WTHI-FM
- Terre Haute, Indiana; United States;
- Frequency: 99.9 MHz (HD Radio)
- Branding: HI-99 WTHI

Programming
- Format: Country
- Affiliations: Compass Media Networks; Westwood One;

Ownership
- Owner: Midwest Communications; (Midwest Communications, Inc.);
- Sister stations: WBOW; WMGI; WWVR;

History
- First air date: October 1948
- Call sign meaning: Terre Haute, Indiana (sometimes interpreted as Tony Hulman Incorportated)

Technical information
- Licensing authority: FCC
- Facility ID: 70652
- Class: B
- ERP: 38,000 watts
- HAAT: 145 meters (476 ft)
- Transmitter coordinates: 39°27′28.3″N 87°28′50.4″W﻿ / ﻿39.457861°N 87.480667°W

Links
- Public license information: Public file; LMS;
- Webcast: Listen live
- Website: www.hi99.com

= WTHI-FM =

WTHI-FM (99.9 MHz; "HI-99") is a radio station running a country music format in Terre Haute, Indiana. The station's studios and broadcast tower are located along Ohio Street in downtown Terre Haute. The station is owned by Midwest Communications.

WTHI-FM has led the Terre Haute market ratings for over twenty years. In 2007, the station celebrated 25 years in the country format. Over the years, WTHI has raised more than $1,000,000 for the kids at St. Jude Children's Research Hospital.
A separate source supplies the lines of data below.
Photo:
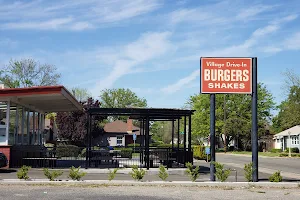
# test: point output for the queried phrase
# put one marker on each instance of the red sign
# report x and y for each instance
(226, 75)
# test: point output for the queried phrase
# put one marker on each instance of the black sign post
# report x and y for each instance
(254, 136)
(212, 136)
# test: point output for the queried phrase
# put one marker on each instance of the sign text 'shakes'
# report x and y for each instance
(226, 75)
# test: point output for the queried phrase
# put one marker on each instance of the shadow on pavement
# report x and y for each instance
(283, 180)
(3, 171)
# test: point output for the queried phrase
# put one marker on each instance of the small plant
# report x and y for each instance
(112, 174)
(23, 172)
(52, 175)
(248, 168)
(163, 174)
(137, 174)
(192, 172)
(75, 174)
(221, 173)
(276, 177)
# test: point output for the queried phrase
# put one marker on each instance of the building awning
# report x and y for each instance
(43, 99)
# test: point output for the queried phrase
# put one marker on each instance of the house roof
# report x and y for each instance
(293, 131)
(120, 127)
(42, 98)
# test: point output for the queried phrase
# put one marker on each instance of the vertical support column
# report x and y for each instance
(178, 134)
(254, 135)
(147, 142)
(33, 127)
(39, 128)
(212, 136)
(184, 140)
(87, 142)
(16, 126)
(7, 122)
(190, 135)
(28, 127)
(22, 125)
(173, 131)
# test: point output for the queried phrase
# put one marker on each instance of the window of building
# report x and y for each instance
(119, 140)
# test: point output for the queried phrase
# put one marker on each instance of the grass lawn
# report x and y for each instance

WTHI-FM's former studio building, which was shared with sister station WWVR and former sister station WTHI-TV (which was co-owned with WTHI-FM from 1954 to 2005), was demolished in December 2012 to accommodate parking for a new office building constructed behind the former WTHI building and facing Wabash Avenue. The old building was constructed as a garment factory in 1906, but housed WTHI-FM and WTHI-TV from 1954 to 2012. WTHI-FM and WWVR, which were later joined by new acquisitions WFNF and WFNB, moved into their new office building in August 2012; this separated the stations from WTHI-TV, which moved to its own new building (at 800 Ohio Street) in October 2012.